[erlang-questions] What are the cons and pros of using Erlang rather than java to develop server backend?

Fri May 22 22:19:08 CEST 2009

Thinking out loud ...

Let's solve the most difficult problem first - what is the most difficult
problem? Let's dimension for 10^6 users/unit.
then figure out how to scale the basic unit.

I'll start by trying to do everything (for 1M users) on one machine

1 M Users with 1 Meg data each = 1TB Data - this is far larger than any cache
so must be stored on disk.

How many visits/day? assume 1. Then we must serve 1,000,000/86400
requests/sec (=11/sec) so you have 100 ms CPU time /transaction to do
everything - at 10 visits per day we must serve 110 requests/sec and
so
have 9ms to do everything.

Assume sata disks these have a seek time of 9ms so you do 110 reads/sec.

So somewhere between 1 visits/day and 10 visits/day you will run into
either CPU problems or disk I/O problems (it's important to know which)
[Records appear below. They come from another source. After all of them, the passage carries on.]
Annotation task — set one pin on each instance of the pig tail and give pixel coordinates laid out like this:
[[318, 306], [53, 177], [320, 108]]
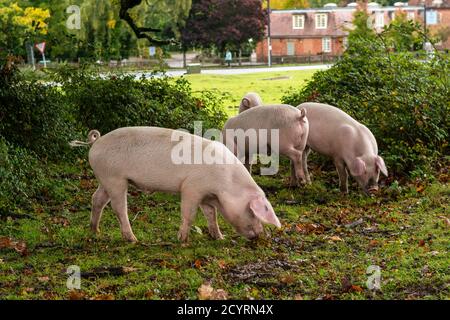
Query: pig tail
[[92, 137]]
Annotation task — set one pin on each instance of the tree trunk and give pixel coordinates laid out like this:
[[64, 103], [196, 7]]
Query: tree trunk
[[240, 56]]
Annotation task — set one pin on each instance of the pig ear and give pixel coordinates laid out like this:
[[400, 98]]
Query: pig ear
[[381, 165], [245, 102], [262, 209], [358, 167], [303, 113]]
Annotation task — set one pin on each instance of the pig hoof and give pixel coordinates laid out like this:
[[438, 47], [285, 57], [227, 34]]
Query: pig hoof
[[95, 229], [216, 235], [182, 237], [130, 238]]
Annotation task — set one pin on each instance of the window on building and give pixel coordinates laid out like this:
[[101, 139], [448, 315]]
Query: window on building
[[326, 44], [298, 21], [345, 43], [379, 20], [321, 21], [290, 48], [432, 17]]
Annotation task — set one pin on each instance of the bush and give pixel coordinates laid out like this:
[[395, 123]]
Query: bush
[[402, 100], [112, 101], [33, 115], [21, 175]]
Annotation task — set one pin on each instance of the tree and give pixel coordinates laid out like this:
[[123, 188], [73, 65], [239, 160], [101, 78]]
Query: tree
[[224, 24], [175, 10], [288, 4], [18, 24]]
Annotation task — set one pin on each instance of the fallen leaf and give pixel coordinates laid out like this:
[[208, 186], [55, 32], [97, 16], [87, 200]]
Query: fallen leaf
[[76, 295], [335, 238], [19, 246], [446, 220], [288, 279], [308, 228], [198, 230], [44, 279], [198, 264], [373, 243], [420, 188], [356, 288], [104, 297], [222, 264], [207, 292]]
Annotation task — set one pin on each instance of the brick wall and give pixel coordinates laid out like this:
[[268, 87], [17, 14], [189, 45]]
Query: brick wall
[[302, 47]]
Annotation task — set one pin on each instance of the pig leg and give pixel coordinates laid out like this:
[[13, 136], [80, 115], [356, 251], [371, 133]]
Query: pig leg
[[189, 206], [99, 200], [305, 164], [296, 160], [210, 213], [119, 205], [343, 175], [293, 180]]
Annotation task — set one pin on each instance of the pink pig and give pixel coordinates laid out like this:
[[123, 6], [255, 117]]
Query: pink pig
[[351, 145], [290, 123], [142, 156]]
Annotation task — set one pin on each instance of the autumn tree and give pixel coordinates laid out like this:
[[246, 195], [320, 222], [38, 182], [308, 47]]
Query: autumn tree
[[288, 4], [224, 24], [19, 24]]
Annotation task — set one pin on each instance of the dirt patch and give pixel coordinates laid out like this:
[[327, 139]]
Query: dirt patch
[[255, 271]]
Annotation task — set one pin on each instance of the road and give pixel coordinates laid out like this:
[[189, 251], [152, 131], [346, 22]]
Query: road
[[235, 71]]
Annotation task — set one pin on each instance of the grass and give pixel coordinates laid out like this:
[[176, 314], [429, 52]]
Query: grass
[[270, 86], [327, 242], [316, 254]]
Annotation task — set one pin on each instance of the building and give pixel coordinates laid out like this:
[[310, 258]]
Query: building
[[321, 33], [438, 19]]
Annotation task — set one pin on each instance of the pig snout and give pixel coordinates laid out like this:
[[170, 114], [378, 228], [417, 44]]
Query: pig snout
[[372, 189], [253, 232]]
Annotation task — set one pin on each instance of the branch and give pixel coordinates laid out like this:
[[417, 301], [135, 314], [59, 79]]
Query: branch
[[140, 32]]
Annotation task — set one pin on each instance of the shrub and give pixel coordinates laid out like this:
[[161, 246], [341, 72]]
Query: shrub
[[21, 175], [33, 115], [112, 101], [402, 100]]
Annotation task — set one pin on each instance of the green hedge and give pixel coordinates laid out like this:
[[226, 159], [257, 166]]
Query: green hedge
[[22, 178], [33, 115], [112, 101], [403, 100]]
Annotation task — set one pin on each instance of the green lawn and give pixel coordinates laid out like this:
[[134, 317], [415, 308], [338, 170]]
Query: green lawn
[[323, 251], [271, 86], [318, 253]]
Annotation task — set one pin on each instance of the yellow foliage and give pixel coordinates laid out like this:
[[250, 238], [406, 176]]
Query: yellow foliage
[[25, 17], [37, 15], [111, 24], [287, 4]]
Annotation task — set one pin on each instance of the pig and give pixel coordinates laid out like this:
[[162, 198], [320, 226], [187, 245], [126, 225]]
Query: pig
[[351, 145], [142, 156], [291, 123], [250, 100]]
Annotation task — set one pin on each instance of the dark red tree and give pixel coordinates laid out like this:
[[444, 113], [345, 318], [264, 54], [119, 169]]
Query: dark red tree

However you look at things I suspect the key issue will be scalability.
At a guess things will go well at low load - but not scale at high load.

Let's suppose you can do 5 request/sec at 5% cpu - great you say - then
I can do 100 request/sec at 100% cpu (say 80 sec at 80% CPU to be safe)

Scaling over multicores will be critical for performance. If you decide
to use SSDs instead of spinning disks you will find you *must* parelllise
the I/O to get decent performance.

It gets worse ... if you can't make you basic unit of 1M users run on one chip
you'll have to start writing a distributed system. Now you have a few more
tricky choices - are users "sticky" meaning they always arrive at the same
front-end machine or can they arrive at any machine. The latter implies
that RPCs between machines in the backend must be very fast.

Can you avoid an expensive load balancer in the front-end, or will you
use a DHT in the backend? What happens if you do use a single
point of entry to the system via a load-balancer and it cannot handle the load?

Do the clients handle redirects? If you use HTTP you issue redirects
and avoid a load balancer - but (and a big bug) you need co-ordination in
the back-end.

Making  systems is "easy" (And I say this with the deepest respect for
the difficulties involved, so don't misunderstand me) but making them
seamlessly scalable is not.

So what has this got to do with choice of programming languages? - a lot
actually.

Given that you can design algorithms that are scalable fault-tolerant
distributed etc (and you must do this) how easy is it to implement
these algorithms?

For performance reasons I would try to do "as much as possible on one machine"
and have a two level architecture that treats the architecture of what
happens between
machines as fundamentally different ot what happens on one machine. The
reason for this is that the latency and failure characteristics of what happens
internally on one machine is fundamentally different to what happens *between*
machines.

 For maximum performance  on one machine we're talking a top-end Intel box
with a Nehalem processor and 8-16 cores. How well erlang (or java) scales
on 8(16) core machines is critical.

Erlang score pretty well here - you can choose your architectural mapping
use SMP erlang and view all 8(16) cores as one unit - or make a 8(16) node
distributed Erlang cluster - you choose. Tweaking the architecture
will have a large
impact on performance.

Tbe questions you should ask of Erlang (or Java) are

    - how well should my application scale on a 8(16) core processor
   - how easy is it to tweak the architecture to take advantage of multi-core
     developments (given that things are changing rapidly)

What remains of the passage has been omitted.